US domestic ferrous scrap trading kicked off mid-day Tuesday when two of Detroit area’s five major mills announced an April price decrease of $30/gt for prime grades and $50/gt for shredded and cut grades because of reduced melting requirements.
Gerdau’s idled mills in Monroe and Jackson, Michigan are expected to resume by April 20, although that date could be pushed.
Market participants in Detroit and surrounding areas anticipate resistance; some won’t sell at the announced price decreases. Sellers reported little yard inventory and have no expectation of April inbound material because of prices and industry stoppages.
Several mills are taking outages, using internal inventories, or have no April buying programs—and many have had steel order cancelations. Many scrap dealers across the US are closed to the general public, while flow from prime generation—which mainly comes from manufacturing, like the automotive sector—has dropped by 30-100pc.
The volume of material transacting at announced levels has been unclear and market participants aren’t sure if all regions will follow Detroit’s price direction, despite the surrounding Midwest markets also transacting on Wednesday. In some regions, trading is taking place at $30-45/gt decreases compared to March. The South, which is softer, is slated to begin trading on Thursday, with expectations of a $50/gt decrease for obsoletes and little, if any, demand for prime.
Market participants surveyed suggest prime grades may move at declines of $10-20/gt, with obsoletes more likely to flow at drops of $20-40/gt. Some have reported foundry prime grades being sideways compared to March settlements.

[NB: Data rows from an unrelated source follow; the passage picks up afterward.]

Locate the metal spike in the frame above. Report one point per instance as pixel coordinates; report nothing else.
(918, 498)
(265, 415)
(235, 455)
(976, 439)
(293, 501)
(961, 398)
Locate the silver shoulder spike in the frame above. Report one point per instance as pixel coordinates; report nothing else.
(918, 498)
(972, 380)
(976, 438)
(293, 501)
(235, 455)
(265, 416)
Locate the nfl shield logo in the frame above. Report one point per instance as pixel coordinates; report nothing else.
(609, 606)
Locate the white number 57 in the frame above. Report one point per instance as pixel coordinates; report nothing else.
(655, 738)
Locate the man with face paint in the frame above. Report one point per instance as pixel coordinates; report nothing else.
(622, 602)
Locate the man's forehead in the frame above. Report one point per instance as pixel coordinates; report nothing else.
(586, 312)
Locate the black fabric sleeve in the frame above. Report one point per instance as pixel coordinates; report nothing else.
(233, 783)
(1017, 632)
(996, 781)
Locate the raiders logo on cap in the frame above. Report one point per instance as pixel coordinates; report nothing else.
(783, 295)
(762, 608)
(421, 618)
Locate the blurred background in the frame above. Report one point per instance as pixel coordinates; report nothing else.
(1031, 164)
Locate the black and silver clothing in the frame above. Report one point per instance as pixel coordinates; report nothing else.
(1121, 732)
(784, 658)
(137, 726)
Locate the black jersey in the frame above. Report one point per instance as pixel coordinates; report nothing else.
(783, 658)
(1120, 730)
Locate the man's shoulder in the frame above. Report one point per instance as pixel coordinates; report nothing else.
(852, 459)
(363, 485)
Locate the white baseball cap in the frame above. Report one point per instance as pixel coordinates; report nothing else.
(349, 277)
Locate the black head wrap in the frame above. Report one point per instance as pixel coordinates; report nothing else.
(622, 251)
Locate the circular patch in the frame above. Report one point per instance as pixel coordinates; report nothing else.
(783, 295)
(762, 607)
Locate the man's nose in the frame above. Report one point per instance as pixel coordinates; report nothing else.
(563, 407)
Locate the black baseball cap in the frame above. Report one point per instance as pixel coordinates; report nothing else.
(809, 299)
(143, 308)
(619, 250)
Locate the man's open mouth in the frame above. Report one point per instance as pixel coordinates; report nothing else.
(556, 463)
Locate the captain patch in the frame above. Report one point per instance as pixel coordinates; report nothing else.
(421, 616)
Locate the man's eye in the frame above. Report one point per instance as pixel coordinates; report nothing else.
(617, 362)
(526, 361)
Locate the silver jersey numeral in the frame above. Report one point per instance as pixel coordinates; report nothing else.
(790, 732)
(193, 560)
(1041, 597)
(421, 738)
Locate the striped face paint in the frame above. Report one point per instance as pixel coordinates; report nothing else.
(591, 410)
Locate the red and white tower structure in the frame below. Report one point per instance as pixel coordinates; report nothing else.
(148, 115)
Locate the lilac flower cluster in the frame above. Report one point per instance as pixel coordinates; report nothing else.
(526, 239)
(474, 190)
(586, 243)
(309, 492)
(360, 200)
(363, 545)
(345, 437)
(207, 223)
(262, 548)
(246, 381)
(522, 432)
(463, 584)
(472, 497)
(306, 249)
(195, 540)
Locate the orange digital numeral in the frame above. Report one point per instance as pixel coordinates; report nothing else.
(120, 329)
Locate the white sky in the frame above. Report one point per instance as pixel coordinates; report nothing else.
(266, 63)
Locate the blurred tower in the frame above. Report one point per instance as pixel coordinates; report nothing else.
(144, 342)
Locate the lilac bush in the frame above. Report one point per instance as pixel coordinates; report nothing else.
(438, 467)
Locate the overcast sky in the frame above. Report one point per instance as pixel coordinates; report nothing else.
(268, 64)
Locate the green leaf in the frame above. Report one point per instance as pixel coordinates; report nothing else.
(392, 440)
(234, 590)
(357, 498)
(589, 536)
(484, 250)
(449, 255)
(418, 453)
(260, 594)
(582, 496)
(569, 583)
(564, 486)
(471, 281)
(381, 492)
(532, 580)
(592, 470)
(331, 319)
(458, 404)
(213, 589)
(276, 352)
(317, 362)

Canadian mills have also reduced their melt programs, and can use their inventories to cover light order books, if they so choose. The Canadian markets are projected to settle on Thursday or Friday.
Ivaco rolling mill first announced its L’Orignal plant in Canada would cut production by April 28 because of waning market conditions, overcapacity, and tariffs adversely affecting exports to the US. The mill has an annual steel billet output capacity of 625,000nt and wire rod capacity of 900,000nt.
Ivaco’s melt shop was idled over the weekend, and while resumption dates have been set at April 13 and April 20 for the rod shop, the shutdowns could be extended. The company also recently announced temporary and permanent layoffs. According to market participants, most of the staff, save for managers, have been made redundant.
Economics seemingly support price renewal, with inbound scrap flow taking the hardest hit because flow is considered much weaker than demand. Some steel mills are still running well, like ArcelorMittal Weirton’s tin plate operations, mills outside of special bar quality plants, and oil country tubular goods plants—all despite COVID-19.